Porsche invests £57m in eFuel producer
Make no mistake: if Porsche can one day help to keep you in combustion-engined cars, it will
By PH Staff / Wednesday, April 6, 2022 / Loading comments
The closer 2030 gets, the more you’re going to hear about synthetic petrol. It is fast becoming the mechanical yin to electrification’s yang. Formula 1 has already said it’s targeting a ‘100 per cent sustainable fuel’ by the middle of this decade. We talked about Prodrive’s ‘ECOpower’ substitute not so long ago. But it is arguably Porsche which is putting its shoulder into the technology. And its money, too.

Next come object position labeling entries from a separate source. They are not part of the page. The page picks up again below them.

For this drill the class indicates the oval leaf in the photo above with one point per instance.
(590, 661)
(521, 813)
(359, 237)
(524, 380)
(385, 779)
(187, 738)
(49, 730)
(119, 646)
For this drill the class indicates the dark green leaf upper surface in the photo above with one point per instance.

The manufacturer has just confirmed that it will invest $75m (£57m) in HIF Global LLC in return for a ‘long-term stake’ in the Santiago de Chile-based firm. The outlay is not just about R&D speculation either – the company in question is responsible for building the Haru Oni eFuel pilot plant, which, in partnership with Siemens Energy and ExxonMobil, is expected to begin the industrial production of 130,000 litres of eFuel from hydrogen and CO2 later this year. If successful, capacity will then be expanded in two stages to around 55 million litres by 2024, and around 550 million litres by 2026.
While Porsche is not alone in participating in the latest round of international financing – in time, synthetic fuel will likely prove crucial to the future of aviation and shipping, too, making it an obvious avenue for venture capital – plainly it sees considerable value not just in the eventual exploitation of the end product, but also in acquiring a stake in the method of its mass production (traditionally the sticking point of getting CO2-neutral fuel into your petrol tank).
“We see ourselves as pioneers in eFuels and want to drive the technology. This is one building block in our clear, overall sustainability strategy,” said Michael Steiner, the board member for R&D at Porsche. The firm has been researching the use of renewable fuel for some time, and plans to use the first eFuel from Chile to power is flagship motorsport projects. In the future, it modestly reckons it might also be used to power combustion engines during initial fuelling at the factory, and at Porsche Experience Centres. But it’s safe to assume that the manufacturer’s internal end-game target is substantially more ambitious than that.